Большую часть своей лекции она описывала, как пыталась и далее характеризовать их, пока не огорошила нас анти-кульминацией: оказалось, что это не рибосомы, а посторонняя примесь – белок-энолаза! К тому моменту она уже с верхом исчерпала отведенный ей лимит времени, но Вим Хол не смог ее остановить. Она перешла к описанию реального прогресса, которого ей удалось достичь с кристаллами рибосом. Насколько мы могли судить, едва ли она вообще чего-то достигла с момента прошлогодней встречи в Виктории.
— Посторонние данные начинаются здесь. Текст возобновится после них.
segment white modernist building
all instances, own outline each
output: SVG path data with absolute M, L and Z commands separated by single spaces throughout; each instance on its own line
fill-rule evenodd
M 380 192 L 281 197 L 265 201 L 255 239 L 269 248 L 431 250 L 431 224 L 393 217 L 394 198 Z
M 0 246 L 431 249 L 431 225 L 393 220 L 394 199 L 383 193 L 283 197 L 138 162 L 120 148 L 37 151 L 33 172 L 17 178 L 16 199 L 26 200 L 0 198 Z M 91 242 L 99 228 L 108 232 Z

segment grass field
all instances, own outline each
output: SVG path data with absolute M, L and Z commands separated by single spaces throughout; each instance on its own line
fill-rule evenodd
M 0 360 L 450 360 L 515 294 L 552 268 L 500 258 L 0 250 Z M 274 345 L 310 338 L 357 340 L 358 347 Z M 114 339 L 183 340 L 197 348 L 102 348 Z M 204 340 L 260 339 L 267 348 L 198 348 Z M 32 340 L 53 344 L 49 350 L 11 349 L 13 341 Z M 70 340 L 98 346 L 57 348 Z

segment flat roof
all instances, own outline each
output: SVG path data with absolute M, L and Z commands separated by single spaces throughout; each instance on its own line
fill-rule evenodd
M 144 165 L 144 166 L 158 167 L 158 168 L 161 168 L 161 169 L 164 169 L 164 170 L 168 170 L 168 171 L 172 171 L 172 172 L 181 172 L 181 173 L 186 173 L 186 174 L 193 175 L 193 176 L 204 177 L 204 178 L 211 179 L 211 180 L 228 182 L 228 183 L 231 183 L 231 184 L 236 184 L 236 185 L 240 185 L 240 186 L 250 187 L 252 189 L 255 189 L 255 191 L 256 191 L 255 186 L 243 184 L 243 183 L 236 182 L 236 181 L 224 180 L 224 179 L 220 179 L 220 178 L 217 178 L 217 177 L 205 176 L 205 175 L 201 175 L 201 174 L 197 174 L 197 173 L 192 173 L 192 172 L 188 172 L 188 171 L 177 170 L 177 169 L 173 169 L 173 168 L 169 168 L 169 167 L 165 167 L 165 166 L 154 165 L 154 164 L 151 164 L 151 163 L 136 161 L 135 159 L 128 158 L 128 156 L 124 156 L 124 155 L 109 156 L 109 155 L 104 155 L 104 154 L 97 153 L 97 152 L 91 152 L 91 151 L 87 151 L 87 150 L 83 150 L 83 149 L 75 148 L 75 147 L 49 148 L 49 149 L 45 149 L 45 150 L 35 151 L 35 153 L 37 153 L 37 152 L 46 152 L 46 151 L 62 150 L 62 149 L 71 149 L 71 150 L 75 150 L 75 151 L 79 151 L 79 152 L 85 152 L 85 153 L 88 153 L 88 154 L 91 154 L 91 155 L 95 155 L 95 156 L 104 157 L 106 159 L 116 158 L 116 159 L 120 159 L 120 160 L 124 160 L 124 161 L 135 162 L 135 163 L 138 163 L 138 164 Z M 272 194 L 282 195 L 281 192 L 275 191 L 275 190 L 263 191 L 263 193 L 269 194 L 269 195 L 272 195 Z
К тому моменту, когда она закончила, график конференции уже был сорван более чем на полчаса. Это вышло боком для Пола Сиглера из Йеля. Пол был настоящим научным гигантом. Он также начинал карьеру в LMB и за годы работы расшифровал множество очень важных структур, став одним из наиболее выдающихся структурных биологов своего поколения. Он был резким и уверенным человеком, славился своим горячим нравом и за словом в карман не лез. Как-то раз он разбил стеклянную панель в ксероксе, в гневе грохнув по ней рукой, в другой раз расколошматил выдвижной ящик стола. Однако он пользовался всеобщим уважением и восхищением.
Пола специально поставили в самый хвост заседания, чтобы он выступил замыкающим, так как в его лаборатории незадолго до того расшифровали структуру GroEL – крупного белкового комплекса, способствующего правильной свертке новоиспеченных белков после их выхода из рибосомы. Когда он поднялся на кафедру для выступления, кто-то из распорядителей подошел и сказал: «Сэр, пожалуйста, закругляйтесь и отойдите поскорее. У нас тут через несколько минут нобелевский лауреат выступать будет». Пол был взбешен. Нобелевским лауреатом оказался Ганс Дайзенгофер, который получил премию после нашей прогулки во время курсов кристаллографии. Всем нам нравился Дайзенгофер, но никто из нас не считал, что его выступление хоть чуточку ценнее лекции Пола.
У всех на устах на той конференции было имя Тома Стейца, широко известного кристаллографа и коллеги Питера Мура по Йелю, который вместе с Питером когда-то начинал исследовать структуру рибосомы. Сначала Том поступил в Университет Лоуренса в родном штате Висконсин, затем учился в аспирантуре Гарварда под руководством Билла Липскомба, знаменитого химика, бывшего одним из первых американских специалистов по кристаллографии белков. Там он повстречал свою будущую жену Джоан, которая занималась исследованием рибосом в лаборатории Джима Уотсона.
Сегодня Джоан – одна из ведущих биологов-молекулярщиков в мире. Сначала она попыталась поработать над кандидатской в Гарварде под руководством одного известного цитобиолога, но он отказал ей под предлогом: «Вы же дама. Что делать, если вы выйдете замуж и заведете детей?» Она едва смогла сдержаться и разрыдалась, как только вышла из его кабинета. К счастью, Уотсон без колебаний взял ее на работу к себе в лабораторию, и было это в один из самых интересных периодов на заре исследования рибосом.